Dec 18, 2013

Her


This is the kind of movie people love to love, because is it about "love". But it is not about any kind of actual human love that one can recognize. And not because the main relationship is between Theodore (Joaquin Phoenix) and Samantha, his Operating System (Scarlett Johansson: best thing in the movie, and you never even get to see her).
It's because the way Her is written makes love look and feel like an endless Hallmark card, an endless sappy, hipsterish, saccharine pop song. As far as love and relationships are concerned, it has the depth of an inflatable kiddie pool, though it seems to think itself profound.
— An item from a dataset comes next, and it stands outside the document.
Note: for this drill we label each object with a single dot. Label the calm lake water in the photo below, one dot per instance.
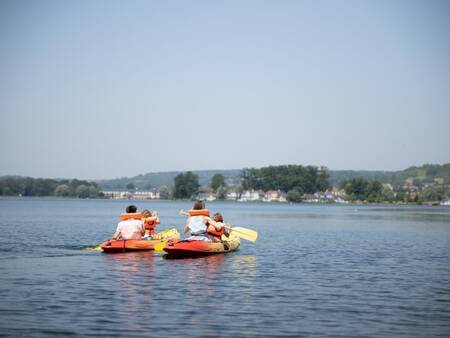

Maybe I am an old, but if this is what young people think love is like, an endless litany of interminable kvetching, as a gaping chasm of "I need" and "I miss" and "I want", we are in deep doodoo. No wonder people in this movie can't relate to other people. They think love is all about themselves.
If you want to find out about true love, go see Amour. Her is for sissies.
Despite its lovely look and enticing premise, Her is a bore. Many are the reasons:
Theodore falls in love with his computer's operating system, Samantha, which is designed to be intuitive. She is super efficient and sexy and cool. I thought she was a bit too eager, but then again she is an OS. I wish mine was as perky.  Joaquin Phoenix, in the role of a sensitive schlub, has to act all by himself, cry all by himself and be a milquetoast all by himself. As always, he delivers. It is to Phoenix's credit that he is rather transfixing even when Theodore's only trait is sensitivity. There is no trace of edginess, irony, mischief, ego, self-destruction (always so sexy) or any flaws, except clinging to an infinite wellspring of grief and ennui. 100% sensitivity in a guy is not only hard to believe, it is boring. Theodore works writing virtual personal letters for a sort of personalized Hallmark cards of the future. If he were a corporate lawyer who is sensitive on the side, that would be interesting. But there is no contrast to him. He just aches and mopes.
I have complained elsewhere about this newfangled stereotype in American films; that of the hyper-sensitive male (there is one in every Pixar movie, and many a Mumblecore). These guys are the male embodiment of wallflowers: shy, afraid of girls, too emotionally frail to function. Excuse me if I burp. Meanwhile, with the exception of Samantha, who is perfect because she aims to please, the rest of the women in the movie are just plain strange. Theodore's ex-wife, played mostly silently by Rooney Mara, who deserves better, seems to be a slightly bipolar, difficult girl. We never really understand why they divorced, since she appears mostly in silent flashback montages, like a Saint Valentine's day catalog of Kodak relationship moments: laughing on the beach, having a pillow fight, etc. Since we never really get to experience what it was like to be married to her, his grieving seems a bit over the top. There is a fun dating sequence with Olivia Wilde (a lovely actress with great comic chops) but she turns into a shrew from hell in no time and for no clear reason. Amy Adams, almost unrecognizable in a crazy hairdo, plays an old flame and now good friend. When she and Phoenix are in the same room it feels like they are in different continents. I still don't understand what their deal was all about. Apparently, in the male wallflower genre women are so mysterious as to be incomprehensible, which is another load of crock.
Writer/director Spike Jonze has lovely visual ideas, and he creates a Los Angeles of the future with actual locations and by shooting in Shanghai (where he could not get a blue sky for love or money). He comes up with some arresting, intense moments.
A love scene between Phoenix and Samantha that borders on the ridiculous, is actually bracing, sexy and erotic. When was the last time you could say that about a scene in an American film? But the rest of the movie is most decidedly not. Jonze's vision of love is immature and self-centered, as I assume is that of all those self-proclaimed sensitive guys in movies, who, like Theodore, can't seem to grow a pair. What risk is this guy taking by comfortably falling in love with a machine? Try that with a human if you want real bravery. The sketchy writing never pays off the  questions the premise raises about our codependency with virtual tools. It doesn't even know how to resolve the conundrum of Theo's and Samantha's relationship and does so in an arbitrary cop out.

1 comment:

  1. Great review. I have done one myself, because I had to! This shallow movie has had so many good reviews, that I could not believe such amount of hipster crap was being said. This is a terrible movie.